Podstawą całego projektu SteamScaf jest różnicowanie komórek pobranych z dziąsła w kierunku innych komórek, które następnie stworzą całe tkanki.
– Na początku pobieramy fragmenty dziąseł. W tym momencie są to dziąsła świń, bo nie udało nam się uzyskać dostępu do odpowiedniej ilości materiału ludzkiego, ale w przyszłości będzie to dziąsło tej samej osoby, dla której ma być stworzony implant. Nie stanowi to jednak problemu, bo świnia jest bardzo podobna genetycznie do człowieka – opowiada badaczka z Politechniki Warszawskiej.
Następnie, jak wyjaśnia, z pobranej tkanki izoluje się pożądane komórki, ponieważ na początku znajduje się tam mieszanina wielu różnych typów komórek. – Nam zależy tylko na niektórych z nich, więc za pomocą metod chemicznych rozdzielamy je od siebie. Jeśli uda nam się pozyskać wyselekcjonowane komórki macierzyste, możemy zróżnicować je w odpowiednim kierunku. Jeśli nie, to najpierw inne komórki dziąseł „cofamy” do etapu komórek macierzystych, a dopiero wtedy rozpoczynamy hodowlę i – dzięki dodawaniu odpowiednich czynników wzrostu – różnicowanie w kierunku różnych tkanek: kostnej, chrzęstnej oraz nerwowej.
– To są pionierskie badania. Nikt jeszcze nie próbował robić tego co my. Dlatego sprawdzamy obie te metody równolegle, aby stwierdzić, która finalnie okaże się lepsza – mówi dr Gadomska-Gajadhur.
Cały ten proces odbywa się poza organizmem, czyli in vitro.
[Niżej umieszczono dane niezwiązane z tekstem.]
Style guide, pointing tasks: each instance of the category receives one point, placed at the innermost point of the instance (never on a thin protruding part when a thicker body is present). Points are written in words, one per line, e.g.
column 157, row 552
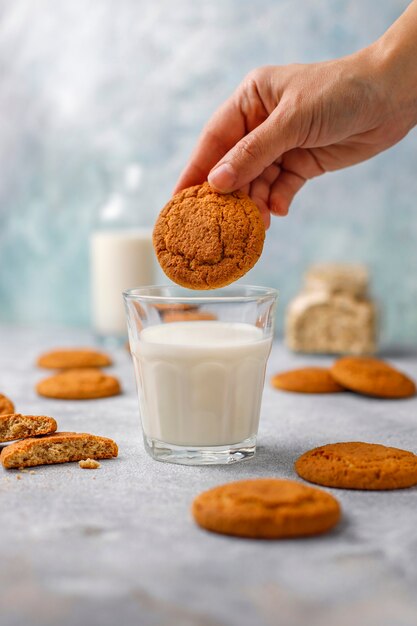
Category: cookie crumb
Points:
column 89, row 464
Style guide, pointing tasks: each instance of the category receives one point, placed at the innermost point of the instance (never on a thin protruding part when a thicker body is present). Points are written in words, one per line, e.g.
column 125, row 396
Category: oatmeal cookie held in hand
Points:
column 204, row 239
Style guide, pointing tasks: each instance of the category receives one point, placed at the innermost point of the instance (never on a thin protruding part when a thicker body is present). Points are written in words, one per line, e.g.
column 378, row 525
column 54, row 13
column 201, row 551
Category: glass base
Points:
column 201, row 455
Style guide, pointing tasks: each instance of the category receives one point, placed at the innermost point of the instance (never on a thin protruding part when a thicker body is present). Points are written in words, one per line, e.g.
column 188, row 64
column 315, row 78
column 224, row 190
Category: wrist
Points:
column 393, row 61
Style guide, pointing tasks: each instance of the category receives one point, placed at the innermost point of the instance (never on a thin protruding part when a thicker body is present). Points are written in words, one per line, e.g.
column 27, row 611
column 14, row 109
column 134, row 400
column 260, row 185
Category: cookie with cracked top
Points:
column 358, row 465
column 306, row 380
column 70, row 358
column 6, row 405
column 266, row 508
column 372, row 377
column 204, row 239
column 79, row 384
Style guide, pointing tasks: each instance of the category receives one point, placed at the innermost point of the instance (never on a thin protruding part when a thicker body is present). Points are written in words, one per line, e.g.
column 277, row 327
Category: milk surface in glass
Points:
column 200, row 383
column 119, row 259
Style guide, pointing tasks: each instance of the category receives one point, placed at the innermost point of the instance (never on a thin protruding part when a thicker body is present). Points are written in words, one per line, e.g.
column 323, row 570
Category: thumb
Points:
column 252, row 155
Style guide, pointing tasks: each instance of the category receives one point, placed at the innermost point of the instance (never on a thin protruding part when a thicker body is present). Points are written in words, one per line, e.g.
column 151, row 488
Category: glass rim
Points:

Pacjentowi wszczepiałoby się dopiero gotowy „produkt”, fragment wyhodowanej wcześniej tkanki.
Największe nadzieje naukowcy z PW wiążą z wykorzystaniem omawianego rozwiązania w stomatologii. – Byłby to ratunek dla wielu osób, które straciły zęby – w wyniku choroby, wypadku czy próchnicy – lecz nie mogą mieć założonych klasycznych implantów – mówi dr Gadomska-Gajadhur.
Jak dodaje, większość ludzi myśli, że w przypadku braków uzębienia to właśnie tradycyjne implanty są najlepszym rozwiązaniem. Niestety, często u pacjenta występuje dodatkowo brak odpowiedniego podparcia kostnego czy też estetyki dziąsłowej. – Opracowywane przez nas złożone materiały mogłyby zastąpić brakujące tkanki lub wspierać ich odbudowę – podkreśla ekspertka.
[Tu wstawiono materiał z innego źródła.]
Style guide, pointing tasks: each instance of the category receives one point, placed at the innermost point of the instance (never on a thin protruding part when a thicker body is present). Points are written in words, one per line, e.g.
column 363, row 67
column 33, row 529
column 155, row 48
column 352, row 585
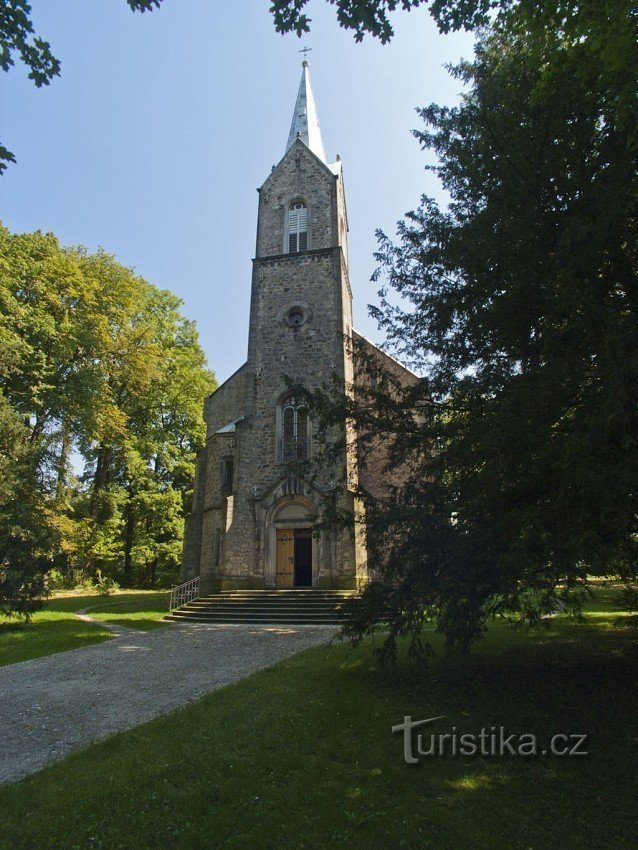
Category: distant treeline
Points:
column 101, row 388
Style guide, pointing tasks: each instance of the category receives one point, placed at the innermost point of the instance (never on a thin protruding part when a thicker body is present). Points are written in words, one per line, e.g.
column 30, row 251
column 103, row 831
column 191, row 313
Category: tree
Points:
column 98, row 367
column 521, row 307
column 28, row 541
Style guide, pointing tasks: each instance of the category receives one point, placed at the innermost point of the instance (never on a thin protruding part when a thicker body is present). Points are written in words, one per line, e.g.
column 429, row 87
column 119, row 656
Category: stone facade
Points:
column 253, row 502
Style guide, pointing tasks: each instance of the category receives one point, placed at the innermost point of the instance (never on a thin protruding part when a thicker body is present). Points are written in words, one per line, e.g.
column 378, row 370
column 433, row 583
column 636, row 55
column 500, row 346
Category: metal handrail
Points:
column 184, row 593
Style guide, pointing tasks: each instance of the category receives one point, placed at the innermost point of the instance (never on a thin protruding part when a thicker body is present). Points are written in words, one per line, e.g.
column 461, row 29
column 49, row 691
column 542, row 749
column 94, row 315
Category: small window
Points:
column 295, row 430
column 297, row 228
column 217, row 548
column 296, row 317
column 226, row 474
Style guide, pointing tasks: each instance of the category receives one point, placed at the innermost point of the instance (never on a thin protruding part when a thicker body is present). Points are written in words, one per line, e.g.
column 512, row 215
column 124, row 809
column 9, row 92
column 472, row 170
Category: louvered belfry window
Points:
column 297, row 228
column 294, row 443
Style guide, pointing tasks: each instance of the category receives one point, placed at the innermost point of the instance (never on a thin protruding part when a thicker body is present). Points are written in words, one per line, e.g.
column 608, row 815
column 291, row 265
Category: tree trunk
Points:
column 63, row 462
column 129, row 536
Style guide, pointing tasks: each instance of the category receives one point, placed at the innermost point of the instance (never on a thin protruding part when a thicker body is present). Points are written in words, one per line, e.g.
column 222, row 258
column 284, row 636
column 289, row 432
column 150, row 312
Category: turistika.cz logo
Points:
column 491, row 741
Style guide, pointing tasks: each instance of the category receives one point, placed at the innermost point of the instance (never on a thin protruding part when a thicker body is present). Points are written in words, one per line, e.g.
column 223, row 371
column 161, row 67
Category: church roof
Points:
column 305, row 121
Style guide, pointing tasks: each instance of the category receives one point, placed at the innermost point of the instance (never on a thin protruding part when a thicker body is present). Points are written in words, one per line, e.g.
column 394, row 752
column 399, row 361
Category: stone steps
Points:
column 299, row 606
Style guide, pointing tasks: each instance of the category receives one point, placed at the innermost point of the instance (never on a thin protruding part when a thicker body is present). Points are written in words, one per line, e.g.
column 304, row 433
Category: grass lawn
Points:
column 301, row 755
column 56, row 628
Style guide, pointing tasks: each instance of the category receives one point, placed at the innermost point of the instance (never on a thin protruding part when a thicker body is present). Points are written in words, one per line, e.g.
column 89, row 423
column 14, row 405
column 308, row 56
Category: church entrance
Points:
column 294, row 557
column 303, row 557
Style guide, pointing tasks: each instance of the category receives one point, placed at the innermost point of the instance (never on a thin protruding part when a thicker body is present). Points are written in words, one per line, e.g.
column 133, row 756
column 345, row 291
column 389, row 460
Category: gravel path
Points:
column 53, row 705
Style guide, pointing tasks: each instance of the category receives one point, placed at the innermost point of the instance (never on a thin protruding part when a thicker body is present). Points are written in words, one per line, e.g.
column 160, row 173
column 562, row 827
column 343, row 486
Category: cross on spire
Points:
column 305, row 51
column 305, row 122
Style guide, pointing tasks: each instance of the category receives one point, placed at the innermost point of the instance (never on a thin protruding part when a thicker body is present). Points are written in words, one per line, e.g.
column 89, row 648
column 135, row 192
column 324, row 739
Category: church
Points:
column 256, row 519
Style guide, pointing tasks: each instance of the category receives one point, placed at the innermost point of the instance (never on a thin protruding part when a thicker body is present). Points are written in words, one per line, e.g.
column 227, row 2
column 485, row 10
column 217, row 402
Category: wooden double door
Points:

Jako ciekawostkę dr Gadomska-Gajadhur przytacza coraz częstsze przypadki zapaleń wokół implantów. Obecnie nie ma skutecznych sposobów ich leczenia, a odsetek tych powikłań wzrasta i powoduje utratę implantów. Pionierski materiał mógłby potencjalnie stymulować odbudowę tkanek, służąc nie tylko jako rusztowanie dla komórek, ale również jako gotowe rozwiązanie w postaci aktywnego biologicznie materiału.
Jednak stomatologia to niejedyna dziedzina, w której innowacyjne implanty mogłyby znaleźć zastosowanie.
– Potencjał regeneracyjny dziąsła jest na tyle duży, że mamy nadzieję na wyhodowanie z niego także zupełnie innych zawiązków tkanek. Nasze największe plany dotyczą tkanki nerwowej. Taką wyhodowaną w warunkach laboratoryjnych tkankę moglibyśmy wykorzystywać do przeszczepów np. nerwów obwodowych czy w przeszczepów w obrębie rdzenia kręgowego u osób sparaliżowanych – opowiada dr Gadomska-Gajadhur.
Także tkankę chrzęstną można z powodzeniem hodować w warunkach laboratoryjnych. – To rozwiązanie idealne do przeszczepów chrzęstnych w obrębie stawów, np. u sportowców, którzy często mają duże ubytki chrząstki. Pobieralibyśmy fragment dziąsła od takiego pacjenta, przez kilka tygodni hodowali w laboratorium zgodnie z opisanymi wcześniej procedurami, a następnie wszczepiali gotowy implant o 100-procentowej zgodności tkankowej – mówi badaczka.
Projekt SteamScaf ma potrwać do końca przyszłego roku. – Jeśli wszystko pójdzie po naszej myśli, zakończą go badania przedkliniczne, a następnie kliniczne. Nie mamy jeszcze środków, bo to niezwykle kosztowne procedury, za to mamy już całą listę chętnych do badań klinicznych – podsumowuje autorka projektu.